Beginning late in the 17th century, The Grand Tour—the extended journey through Europe undertaken by young British gentlemen to finish off their education—became popular and fashionable for many young British sons of the aristocracy. Typically, the young men already had a thorough grounding in Greek and Latin literature and some interest in art. Two to three years spent living abroad, accompanied by their tutors, offered them the opportunity to absorb the art and cultures they were visiting and improve their language skills. An added benefit was the greater freedom the young travellers experienced on the Continent, where their involvement in drinking, gaming and romantic liaisons posed as little inconvenience to their families as possible.
In terms of sheer reading pleasure and attention to detail, perhaps no accounting of The Grand Tour is more fascinating than that of James Boswell.
Boswell, best known as the author of The Life of Johnson, what many consider the greatest biography in the English language, first visited London from his native Edinburgh in 1760 at the age of 20. The city’s culture—and its women—dazzled him and he began a three-year struggle with his father, an eminent judge, to remain permanently in the capital. Father and son ultimately worked out a compromise and just before his second London visit in 1762 where he was first introduced to Johnson in a bookseller’s back parlor, Boswell began keeping a diary, London Journal, 1762-1763, a practice he would continue for 33 years.
From these voluminous entries The Journals, 1762-95, we are able to vicariously follow Boswell’s adventures through Germany, Switzerland and Italy as he embarks on his Grand Tour. Travel in the 18th century was both difficult and expensive, and travellers typically carried little money. Instead, they took letters of credit from their London banks, which they then presented in major cities.
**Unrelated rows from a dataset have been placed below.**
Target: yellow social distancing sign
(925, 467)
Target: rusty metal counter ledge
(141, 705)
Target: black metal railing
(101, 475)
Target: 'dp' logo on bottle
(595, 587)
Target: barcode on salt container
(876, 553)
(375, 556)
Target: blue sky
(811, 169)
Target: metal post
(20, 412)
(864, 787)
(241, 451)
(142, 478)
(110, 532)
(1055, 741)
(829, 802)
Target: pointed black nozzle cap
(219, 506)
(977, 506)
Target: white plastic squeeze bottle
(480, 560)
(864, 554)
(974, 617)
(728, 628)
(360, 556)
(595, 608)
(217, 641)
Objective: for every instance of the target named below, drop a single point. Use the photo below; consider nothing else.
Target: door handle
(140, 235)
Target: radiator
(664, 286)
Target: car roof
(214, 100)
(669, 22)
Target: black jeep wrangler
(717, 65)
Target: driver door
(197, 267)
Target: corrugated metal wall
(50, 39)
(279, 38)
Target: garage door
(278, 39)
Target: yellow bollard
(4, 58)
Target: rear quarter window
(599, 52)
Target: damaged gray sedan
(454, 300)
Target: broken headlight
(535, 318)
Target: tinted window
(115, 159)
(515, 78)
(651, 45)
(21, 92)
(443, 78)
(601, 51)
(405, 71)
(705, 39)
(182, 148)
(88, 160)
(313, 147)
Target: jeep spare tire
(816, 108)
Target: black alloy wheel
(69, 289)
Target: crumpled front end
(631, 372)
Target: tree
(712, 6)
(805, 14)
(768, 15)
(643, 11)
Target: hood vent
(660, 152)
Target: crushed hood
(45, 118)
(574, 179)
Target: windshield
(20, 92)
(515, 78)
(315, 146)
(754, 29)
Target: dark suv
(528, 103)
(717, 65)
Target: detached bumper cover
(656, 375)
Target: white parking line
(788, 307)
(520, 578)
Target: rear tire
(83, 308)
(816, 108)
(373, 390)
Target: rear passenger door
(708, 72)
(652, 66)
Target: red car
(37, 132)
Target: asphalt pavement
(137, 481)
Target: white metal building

After a year of studying law in gloomy Utrecht, the sunny climes and independence must have been irresistible to the twenty-four year old Boswell as he departed for Holland in 1764, escorted off by none other than Johnson himself. Whether due to cost or preference, he travelled without a tutor. The freedom this afforded him and Boswell’s own somewhat pompous self-image only adds to the appeal of his journal entries.
Yet Boswell did truly possess a genuine interest in the sites of European learning and classical antiquity. After leaving Johnson behind, he set his sights on and aggressively pursued obtaining interviews with two other great thinkers, Jean Jacques Rousseau and Voltaire, both of whom were living in exile near Geneva. Although ill, Rousseau agreed to dine with him. Boswell, always the able conversationalist, rose enough to the occasion—talking of books, religion, art and of course, women—that he was invited to return. Voltaire was slightly less accommodating, but Boswell’s earnestness ultimately earned him the great writer’s grudging respect.
Boswell’s journals record these unforgettable dialogues in detail, but he also gives equal attention to less scholarly intentions. He wrote down everything that happened to him, what everyone said, what they ate, what they drank, how they dressed, how they travelled, along with plenty of descriptions of his meetings with all the pretty maids, wealthy wives, and available streetwalkers.
Boswell then continued his tour down to Italy, where he was the first Englishman to visit the interior of Corsica. The account of his visit here describes this little known land to Europeans in the 18th century in meticulous detail. As well as discussing the history, politics and culture of Corsica, Boswell writes about the land, the animals, the language and the people, even comparing the small stature and hard working nature of the Corsicans to the Highland Scots. His meeting with Pasquale di Paoli, the island’s leader, results in a lifelong friendship and helps to later spread Paoli’s revolutionary fervor to England through pamphlets and other writings.
By 1766, Boswell’s Grand Tour was nearing completion. As a favor to Rousseau, he agreed to accompany Rousseau’s mistress to London before returning to Scotland to take his final law exam. “When a man is tired of London he is tired of life,” Johnson famously said. Boswell, apparently never tired, and his short stop in London allowed for a brief affair with the philosopher’s mistress.
A little over ten years later, in 1773, Boswell finally succeeded, after many tries, in enticing his famous friend Dr. Johnson, who was by then in his mid-sixties, to accompany him on a tour through Scotland. Setting out from Edinburgh, the two men skirted the eastern and northeastern coasts of Scotland, passing through St. Andrews, Aberdeen and Inverness, and then on into the highlands where they spent several weeks on various islands in the Hebrides, including Skye, Coll and Mull.
Our own grand tour of Scotland and the Hebrides follows much of the same route that Boswell and Johnson trekked, and includes a stay at the Taychreggan Hotel in Kilchrenan, the actual site where the pair stopped for refreshment over 200 years ago. Boswell’s account of the journey, Journal of a Tour to the Hebrides, became the precursor to his famous biography. Whether experienced in person or from the comfort of your living room, it might just be the perfect accompaniment for interested readers to recreate such a storied trip.